男人疾步走到淮相床前,拉开椅子坐了下来,他笃定地对淮相说:“醒了。”
好像他知道淮相一定可以醒过来一样,胸有成竹地握住小孩的掌心,俯下身来,用嘴唇贴了住了他的额头。
淮相喉结微动,他想让陆柏庭别担心,可暧昧,撒娇的话在当下的场景里,他实在是说不出口,于是他左思右想,回握住男人。
他哽咽着,轻声说:“先生,别生气了好不好?”
话音刚落,淮相鼻子一酸,心脏痛的发紧,眼泪扑簌簌地落下,沾在了睫毛上。
“好几天都见不到先生,我好难过……”小孩期期艾艾地蹭着他的手,好像是没有得到心爱礼物的孩子,受了委屈对着爱人示弱,“先生,不要不理我了好不好?”
别生气了,不要不理我了,别避开我了,好不好。
说是不会撒娇,可淮相一到男人面前,就无师自通,语气和话语都变得软糯和依赖,好似知道陆柏庭不会真的生他的气一样。

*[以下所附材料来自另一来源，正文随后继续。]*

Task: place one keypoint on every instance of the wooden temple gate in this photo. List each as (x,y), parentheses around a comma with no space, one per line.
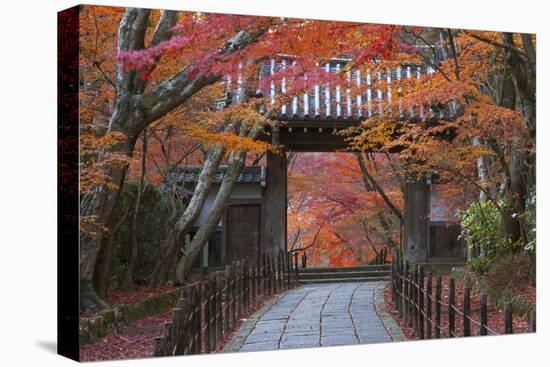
(311,123)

他只是在以另一种方式惩罚小孩,让他畏葸的情人一步一步地,毫无知觉地踏进他编织的天罗地网里面,让骄傲执拗的alpha再也离不开他半寸。
让他的桥桥,心悦诚服。
“嗯。”陆柏庭终于承认自己也有来不及赶到小孩身边的那一刻,他也知道自己的收网成功了,“是我的错,我来晚了。”